Mac Mini (server, dual hdds) checked in for os trashed. (Server os, yay) After wasting several days' time to find out that apple had a bug in their service diagnostics that hangs during memory checks, i finally got to checking the hdd, which ALSO hangs the new ASD. So pull both hdds and scan them. One dumps out from my script with what is usually an io error.
But it wasn't. DD had terminated without reading the data AND without causing an IO error to show up in the logs. And when I tried to rerun the dd block read that returned the error, it
worked fine.
After running the script several more times it appeared that dd was dumping out for no apparent reason at a
random points on the hard drive. OK time to upgrade the script and tell me what DD is returning if not zero. DD's man page was unhelpful, saying the exit code is "0 for success, nonzero for an error". So I had just been checking for 0 or not 0. Now that I have it reporting, I get exit code 137.

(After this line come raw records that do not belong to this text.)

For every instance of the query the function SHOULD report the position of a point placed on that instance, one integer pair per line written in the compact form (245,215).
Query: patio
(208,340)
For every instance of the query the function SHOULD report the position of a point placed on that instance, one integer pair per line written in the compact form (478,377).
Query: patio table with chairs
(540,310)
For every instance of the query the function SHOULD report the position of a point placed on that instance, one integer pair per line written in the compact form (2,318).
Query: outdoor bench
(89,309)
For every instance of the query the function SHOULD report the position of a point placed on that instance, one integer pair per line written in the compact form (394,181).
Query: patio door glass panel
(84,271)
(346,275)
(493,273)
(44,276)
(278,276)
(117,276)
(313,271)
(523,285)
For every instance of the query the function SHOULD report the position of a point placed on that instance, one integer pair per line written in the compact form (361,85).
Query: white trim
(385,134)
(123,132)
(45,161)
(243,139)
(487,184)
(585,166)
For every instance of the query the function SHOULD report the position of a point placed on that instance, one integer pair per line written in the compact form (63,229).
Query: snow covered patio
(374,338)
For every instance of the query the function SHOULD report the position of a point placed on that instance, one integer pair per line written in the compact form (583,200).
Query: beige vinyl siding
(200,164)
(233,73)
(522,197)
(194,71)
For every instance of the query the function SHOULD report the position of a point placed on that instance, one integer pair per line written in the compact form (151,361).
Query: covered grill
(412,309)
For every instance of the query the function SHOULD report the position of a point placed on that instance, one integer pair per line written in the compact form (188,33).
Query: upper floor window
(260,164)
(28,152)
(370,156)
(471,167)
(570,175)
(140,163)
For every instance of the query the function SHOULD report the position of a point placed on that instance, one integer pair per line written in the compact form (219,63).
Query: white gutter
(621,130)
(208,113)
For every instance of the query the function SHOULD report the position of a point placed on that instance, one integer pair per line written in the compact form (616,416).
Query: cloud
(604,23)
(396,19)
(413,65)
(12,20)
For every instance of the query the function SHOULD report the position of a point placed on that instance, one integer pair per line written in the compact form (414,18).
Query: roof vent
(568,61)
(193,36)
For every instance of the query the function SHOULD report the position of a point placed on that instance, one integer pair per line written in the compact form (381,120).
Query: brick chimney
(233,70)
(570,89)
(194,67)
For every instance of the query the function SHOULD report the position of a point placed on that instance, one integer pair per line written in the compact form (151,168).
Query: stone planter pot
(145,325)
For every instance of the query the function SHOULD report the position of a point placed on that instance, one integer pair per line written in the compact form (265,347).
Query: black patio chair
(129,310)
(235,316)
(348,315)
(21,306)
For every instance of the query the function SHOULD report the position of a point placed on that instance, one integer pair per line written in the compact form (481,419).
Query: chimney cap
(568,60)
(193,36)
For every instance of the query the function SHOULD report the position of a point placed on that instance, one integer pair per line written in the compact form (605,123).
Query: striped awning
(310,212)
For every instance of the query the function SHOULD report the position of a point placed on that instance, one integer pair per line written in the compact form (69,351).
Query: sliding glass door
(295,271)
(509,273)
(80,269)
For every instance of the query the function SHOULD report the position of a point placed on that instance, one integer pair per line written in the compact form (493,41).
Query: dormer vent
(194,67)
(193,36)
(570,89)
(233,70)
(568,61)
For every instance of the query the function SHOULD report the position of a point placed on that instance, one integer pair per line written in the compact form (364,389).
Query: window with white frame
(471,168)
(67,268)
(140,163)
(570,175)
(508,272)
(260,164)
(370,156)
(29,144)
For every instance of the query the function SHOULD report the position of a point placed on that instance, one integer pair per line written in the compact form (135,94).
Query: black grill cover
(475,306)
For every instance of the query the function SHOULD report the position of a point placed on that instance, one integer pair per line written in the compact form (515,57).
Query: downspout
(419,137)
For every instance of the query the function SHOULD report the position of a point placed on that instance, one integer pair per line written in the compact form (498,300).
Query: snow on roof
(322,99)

All attempts to track down the meaning of code 137 have proved fruitless. I even found the source code (I think
here) and that appears to only be able to return 0 or 1. Considering the number, I assume 137 isn't being generated by dd, but instead is being generated by something that dd calls, that's not supposed to return nonzero, and is causing dd to halt and return that as its return code.
All of this is probably a waste of time on my part, the hard drive is at the very least possessed and needs to be replaced, but this has me very curious. Someone else pointed out that return codes over 127 may be a passed code, indicating the return code from the upper level is 9 (128+9=137) but I don't know where to look for that. I'm not kill (signal -9)'ing it. it's stopping on its own afaik.